There's also a few elements that some readers may find upsetting that I feel like need to be mentioned in a minor spoiler sort of way.  One of Kit's hired men is black, and the n-word is dropped during one scene by a villainous character who just got done beating up Kit's other hired man, who is half-Pawnee.  There's a near rape of the heroine (because of course there is - this is a 20-year-old historical after all) and over the course of the story a horse has to be put down. 

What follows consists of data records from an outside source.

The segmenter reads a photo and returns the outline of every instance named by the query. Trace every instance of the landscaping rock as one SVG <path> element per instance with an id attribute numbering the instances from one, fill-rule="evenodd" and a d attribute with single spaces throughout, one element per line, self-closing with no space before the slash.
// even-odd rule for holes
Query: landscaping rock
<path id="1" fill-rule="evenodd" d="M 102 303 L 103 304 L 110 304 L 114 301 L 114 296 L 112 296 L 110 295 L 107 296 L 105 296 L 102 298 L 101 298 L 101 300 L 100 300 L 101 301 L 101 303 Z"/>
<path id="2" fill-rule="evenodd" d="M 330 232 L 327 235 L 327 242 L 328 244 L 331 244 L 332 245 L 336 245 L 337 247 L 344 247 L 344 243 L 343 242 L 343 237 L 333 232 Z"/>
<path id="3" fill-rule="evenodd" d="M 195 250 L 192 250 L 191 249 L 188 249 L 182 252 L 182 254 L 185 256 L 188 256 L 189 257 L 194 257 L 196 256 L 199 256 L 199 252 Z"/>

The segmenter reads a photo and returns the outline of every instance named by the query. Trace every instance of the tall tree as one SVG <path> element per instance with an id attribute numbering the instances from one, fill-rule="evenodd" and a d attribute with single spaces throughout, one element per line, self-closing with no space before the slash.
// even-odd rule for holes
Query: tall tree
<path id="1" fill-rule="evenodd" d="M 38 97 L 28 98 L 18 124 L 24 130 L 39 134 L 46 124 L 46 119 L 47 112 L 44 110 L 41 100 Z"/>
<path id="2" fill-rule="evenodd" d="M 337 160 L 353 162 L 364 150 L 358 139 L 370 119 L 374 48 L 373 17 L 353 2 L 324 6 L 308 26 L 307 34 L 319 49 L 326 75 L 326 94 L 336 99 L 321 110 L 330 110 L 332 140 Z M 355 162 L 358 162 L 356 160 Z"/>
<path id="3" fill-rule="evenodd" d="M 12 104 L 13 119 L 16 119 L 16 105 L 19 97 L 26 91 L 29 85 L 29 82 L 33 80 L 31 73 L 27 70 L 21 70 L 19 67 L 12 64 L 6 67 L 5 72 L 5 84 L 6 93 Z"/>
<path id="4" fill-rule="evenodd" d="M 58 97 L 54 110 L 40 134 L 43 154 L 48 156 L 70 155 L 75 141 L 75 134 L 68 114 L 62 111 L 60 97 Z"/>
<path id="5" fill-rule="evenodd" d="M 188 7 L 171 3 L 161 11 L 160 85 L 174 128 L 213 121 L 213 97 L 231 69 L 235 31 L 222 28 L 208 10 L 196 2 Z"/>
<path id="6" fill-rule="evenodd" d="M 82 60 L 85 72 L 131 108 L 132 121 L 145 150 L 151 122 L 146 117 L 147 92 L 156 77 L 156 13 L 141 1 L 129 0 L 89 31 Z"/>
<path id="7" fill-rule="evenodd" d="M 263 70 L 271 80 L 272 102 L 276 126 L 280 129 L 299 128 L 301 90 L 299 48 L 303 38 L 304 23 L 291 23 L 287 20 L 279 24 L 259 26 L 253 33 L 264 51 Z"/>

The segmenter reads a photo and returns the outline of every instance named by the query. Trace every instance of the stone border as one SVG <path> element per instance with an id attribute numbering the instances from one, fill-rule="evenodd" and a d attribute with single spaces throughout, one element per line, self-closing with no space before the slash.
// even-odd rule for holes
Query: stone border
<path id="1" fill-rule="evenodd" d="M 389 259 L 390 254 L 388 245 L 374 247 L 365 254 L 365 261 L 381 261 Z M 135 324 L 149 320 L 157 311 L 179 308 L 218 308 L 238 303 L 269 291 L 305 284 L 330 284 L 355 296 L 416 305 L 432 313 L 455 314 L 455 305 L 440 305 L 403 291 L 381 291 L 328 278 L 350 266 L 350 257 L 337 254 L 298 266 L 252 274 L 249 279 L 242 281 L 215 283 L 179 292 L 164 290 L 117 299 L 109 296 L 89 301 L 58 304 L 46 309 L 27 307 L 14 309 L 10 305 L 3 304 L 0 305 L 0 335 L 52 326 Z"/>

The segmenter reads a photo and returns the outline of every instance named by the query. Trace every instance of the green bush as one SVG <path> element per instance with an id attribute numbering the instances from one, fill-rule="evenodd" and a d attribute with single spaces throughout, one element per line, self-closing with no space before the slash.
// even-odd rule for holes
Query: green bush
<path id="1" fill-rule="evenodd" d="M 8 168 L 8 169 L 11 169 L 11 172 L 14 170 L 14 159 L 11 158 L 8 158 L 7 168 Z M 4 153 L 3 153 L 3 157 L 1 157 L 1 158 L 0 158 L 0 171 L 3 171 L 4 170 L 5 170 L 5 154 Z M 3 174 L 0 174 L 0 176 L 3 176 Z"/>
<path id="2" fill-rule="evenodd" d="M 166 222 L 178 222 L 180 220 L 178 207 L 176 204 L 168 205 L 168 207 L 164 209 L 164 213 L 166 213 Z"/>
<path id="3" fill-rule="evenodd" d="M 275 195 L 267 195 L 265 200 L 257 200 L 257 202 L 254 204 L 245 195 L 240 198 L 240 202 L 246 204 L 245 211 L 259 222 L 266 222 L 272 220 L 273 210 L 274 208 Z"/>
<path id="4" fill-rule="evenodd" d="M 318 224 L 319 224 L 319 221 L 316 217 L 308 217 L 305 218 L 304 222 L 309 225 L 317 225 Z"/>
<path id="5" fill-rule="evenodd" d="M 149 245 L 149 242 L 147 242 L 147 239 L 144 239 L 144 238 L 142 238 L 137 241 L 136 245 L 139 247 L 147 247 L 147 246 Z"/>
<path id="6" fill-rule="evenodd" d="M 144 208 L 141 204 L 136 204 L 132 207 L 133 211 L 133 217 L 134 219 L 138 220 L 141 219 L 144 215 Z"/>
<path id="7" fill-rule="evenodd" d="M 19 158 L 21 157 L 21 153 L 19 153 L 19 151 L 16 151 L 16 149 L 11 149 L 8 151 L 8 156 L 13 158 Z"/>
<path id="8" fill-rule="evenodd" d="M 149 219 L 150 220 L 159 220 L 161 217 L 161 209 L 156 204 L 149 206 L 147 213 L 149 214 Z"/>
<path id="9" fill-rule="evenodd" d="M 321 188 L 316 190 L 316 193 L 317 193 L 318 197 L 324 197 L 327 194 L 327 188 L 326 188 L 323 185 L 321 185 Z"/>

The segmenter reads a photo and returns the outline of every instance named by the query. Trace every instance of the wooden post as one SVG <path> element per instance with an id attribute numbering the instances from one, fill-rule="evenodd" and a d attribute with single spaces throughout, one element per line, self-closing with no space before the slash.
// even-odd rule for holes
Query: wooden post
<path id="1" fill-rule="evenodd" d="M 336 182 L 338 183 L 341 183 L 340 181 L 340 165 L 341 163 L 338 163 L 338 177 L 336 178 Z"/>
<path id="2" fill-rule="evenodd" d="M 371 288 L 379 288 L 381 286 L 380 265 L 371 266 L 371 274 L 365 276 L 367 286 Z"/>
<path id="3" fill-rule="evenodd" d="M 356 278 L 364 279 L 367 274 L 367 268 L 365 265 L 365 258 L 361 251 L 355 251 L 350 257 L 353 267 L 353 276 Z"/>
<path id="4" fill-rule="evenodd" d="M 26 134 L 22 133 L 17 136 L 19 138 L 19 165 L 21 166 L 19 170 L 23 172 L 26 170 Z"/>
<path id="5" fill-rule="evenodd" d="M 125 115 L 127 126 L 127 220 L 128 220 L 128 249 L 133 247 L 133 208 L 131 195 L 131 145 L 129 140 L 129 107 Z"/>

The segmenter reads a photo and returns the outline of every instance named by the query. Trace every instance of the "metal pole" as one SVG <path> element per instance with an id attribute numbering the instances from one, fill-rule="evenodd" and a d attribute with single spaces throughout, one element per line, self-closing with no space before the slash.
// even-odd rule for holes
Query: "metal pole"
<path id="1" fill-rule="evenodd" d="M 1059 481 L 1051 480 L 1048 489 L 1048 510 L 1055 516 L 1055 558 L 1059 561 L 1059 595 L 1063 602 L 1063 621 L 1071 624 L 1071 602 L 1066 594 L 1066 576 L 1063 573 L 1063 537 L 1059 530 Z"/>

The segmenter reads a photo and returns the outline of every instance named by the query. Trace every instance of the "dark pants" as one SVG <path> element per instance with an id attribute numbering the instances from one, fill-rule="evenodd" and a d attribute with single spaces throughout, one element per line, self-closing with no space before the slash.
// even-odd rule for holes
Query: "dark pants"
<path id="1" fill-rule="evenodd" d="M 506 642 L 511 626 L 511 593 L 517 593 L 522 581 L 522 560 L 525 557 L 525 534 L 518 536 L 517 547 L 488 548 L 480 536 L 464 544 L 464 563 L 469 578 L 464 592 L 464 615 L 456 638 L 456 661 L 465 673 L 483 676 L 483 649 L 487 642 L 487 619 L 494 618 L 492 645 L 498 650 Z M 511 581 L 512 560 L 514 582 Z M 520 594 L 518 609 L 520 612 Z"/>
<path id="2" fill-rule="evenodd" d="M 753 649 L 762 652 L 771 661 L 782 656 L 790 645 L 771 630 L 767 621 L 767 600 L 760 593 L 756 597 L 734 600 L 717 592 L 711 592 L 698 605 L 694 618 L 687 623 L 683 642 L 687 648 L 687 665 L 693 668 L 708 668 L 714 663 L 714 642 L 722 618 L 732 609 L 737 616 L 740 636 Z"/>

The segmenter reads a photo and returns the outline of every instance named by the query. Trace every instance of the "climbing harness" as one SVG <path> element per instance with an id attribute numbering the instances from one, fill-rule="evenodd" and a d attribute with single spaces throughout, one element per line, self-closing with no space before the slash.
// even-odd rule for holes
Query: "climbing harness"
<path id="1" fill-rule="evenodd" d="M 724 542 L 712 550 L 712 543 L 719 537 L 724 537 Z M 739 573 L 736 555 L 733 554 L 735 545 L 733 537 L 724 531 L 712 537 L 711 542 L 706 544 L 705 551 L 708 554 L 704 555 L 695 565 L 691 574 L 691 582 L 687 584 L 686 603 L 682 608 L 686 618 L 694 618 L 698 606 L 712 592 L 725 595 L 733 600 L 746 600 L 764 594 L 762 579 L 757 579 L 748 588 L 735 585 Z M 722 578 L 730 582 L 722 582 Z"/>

But in the end, even with the faults and nit-picks, I really fell right into the story.  It's well-written (nit-picks aside), I was invested in the characters, and easily kept swiping left to read the next page.  It's nowhere near my favorites by McKade, but it was a pleasant, memorable read that found me in the nick of time.  As my reading of late has showcased, I definitely could have done worse.

Final Grade = B-

2 comments:

Jill said...

Man, I didn't make the challenge in time. I hear you about reading being in the pits. I feel like I just dragged myself out of a reading pit. I'm enjoying lots of Courtney Milan,, but they're all library books. Maybe next month.

Wendy said...

Jill: Hey, take the good reading wherever you can find it!